Over the next few months, the constructive base case is a return to easier financial conditions and better visibility for precious metals. That view weakens if the market settles into a durable higher-rate, stronger-dollar regime.
Structurally, the speaker sees precious metals as supported by deficits, policy accommodation, and recurring geopolitical stress. The longer-run implication is that gold, silver, and selective miners remain useful hedges against macro instability rather than pure momentum trades.
Before February 28, the macro backdrop was bullish for precious metals because monetary policy, fiscal policy, and deficits were accommodative and real rates were falling.
He directly links the earlier setup to lower real rates and rising gold/silver prices.
The nomination of Kevin Worsh as future Fed chairman is a bearish disruption to the original precious-metals scenario because he is anti-QE.
He frames this as the first major 'rock in the shoe' to the prior bullish path.

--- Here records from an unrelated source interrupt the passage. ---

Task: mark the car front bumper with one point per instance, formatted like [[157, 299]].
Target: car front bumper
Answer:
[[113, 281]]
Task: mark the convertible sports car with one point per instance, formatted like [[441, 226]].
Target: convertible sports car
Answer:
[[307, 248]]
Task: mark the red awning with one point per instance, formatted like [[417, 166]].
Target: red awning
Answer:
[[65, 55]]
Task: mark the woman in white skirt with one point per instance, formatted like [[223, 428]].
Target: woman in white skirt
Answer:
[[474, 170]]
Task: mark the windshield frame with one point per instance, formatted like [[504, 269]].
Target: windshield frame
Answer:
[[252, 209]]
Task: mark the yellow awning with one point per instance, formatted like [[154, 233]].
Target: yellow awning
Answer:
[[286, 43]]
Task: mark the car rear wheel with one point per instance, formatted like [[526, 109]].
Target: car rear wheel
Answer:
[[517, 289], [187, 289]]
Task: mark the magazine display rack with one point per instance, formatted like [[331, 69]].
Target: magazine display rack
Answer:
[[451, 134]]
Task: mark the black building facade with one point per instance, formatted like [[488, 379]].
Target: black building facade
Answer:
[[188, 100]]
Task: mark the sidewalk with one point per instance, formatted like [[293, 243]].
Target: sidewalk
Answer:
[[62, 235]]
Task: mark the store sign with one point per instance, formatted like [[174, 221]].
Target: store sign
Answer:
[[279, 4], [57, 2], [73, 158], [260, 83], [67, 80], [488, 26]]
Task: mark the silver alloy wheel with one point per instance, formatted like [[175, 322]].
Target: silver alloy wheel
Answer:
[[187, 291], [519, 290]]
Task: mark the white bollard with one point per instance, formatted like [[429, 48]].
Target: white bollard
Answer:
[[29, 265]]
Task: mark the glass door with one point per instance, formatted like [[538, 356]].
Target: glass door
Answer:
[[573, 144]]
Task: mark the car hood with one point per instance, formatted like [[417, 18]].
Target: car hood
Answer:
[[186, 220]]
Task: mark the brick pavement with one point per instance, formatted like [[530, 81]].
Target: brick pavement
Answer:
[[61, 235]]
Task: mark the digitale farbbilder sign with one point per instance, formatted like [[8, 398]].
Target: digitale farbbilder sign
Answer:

Higher oil prices, a stronger dollar, and higher rates are all negative for the U.S. economy and are not aligned with what major policymakers want.
He says those conditions do not help the economy and are opposite the preferences of the Treasury, Fed, and White House.
What is your view on where silver and gold are headed three months into 2026?
Alan argues that pre-February 28, accommodative monetary/fiscal policy was perfect for gold and silver. Post-February 28, stronger dollar, higher rates, and higher oil prices create headwinds, but these go against U.S. interests and won't last. He expects a lower dollar and lower rates eventually, with gold and silver regaining visibility, but in the meantime investors must navigate uncertainty and volatility.
What happens if the conflict in the Strait of Hormuz continues long-term throughout 2026, driving oil prices higher?
Alan says it would definitely affect the global economy, especially Asian/Eurasian countries dependent on that energy. Lower economic growth means lower earnings and lower equity indices. He does not think this is the main scenario, as too many actors (U.S., Europe, Japan, China, India) don't want higher oil prices to become the norm. A spike might last a few weeks but the economy can't withstand those levels for months.
What is happening with investors at Montbleu — are people buying silver and gold right now?
Alan describes two categories: sophisticated institutional investors who stick to their conviction that a weaker economy leads to higher gold/silver prices, and less sophisticated investors who ask valid questions — notably about how higher oil prices impact miner profitability. He explains that energy is only ~13% of total mine costs, so even if oil doubles, the cost impact is only 5-6%, not a game-changer, while gold prices are up ~20% sequentially.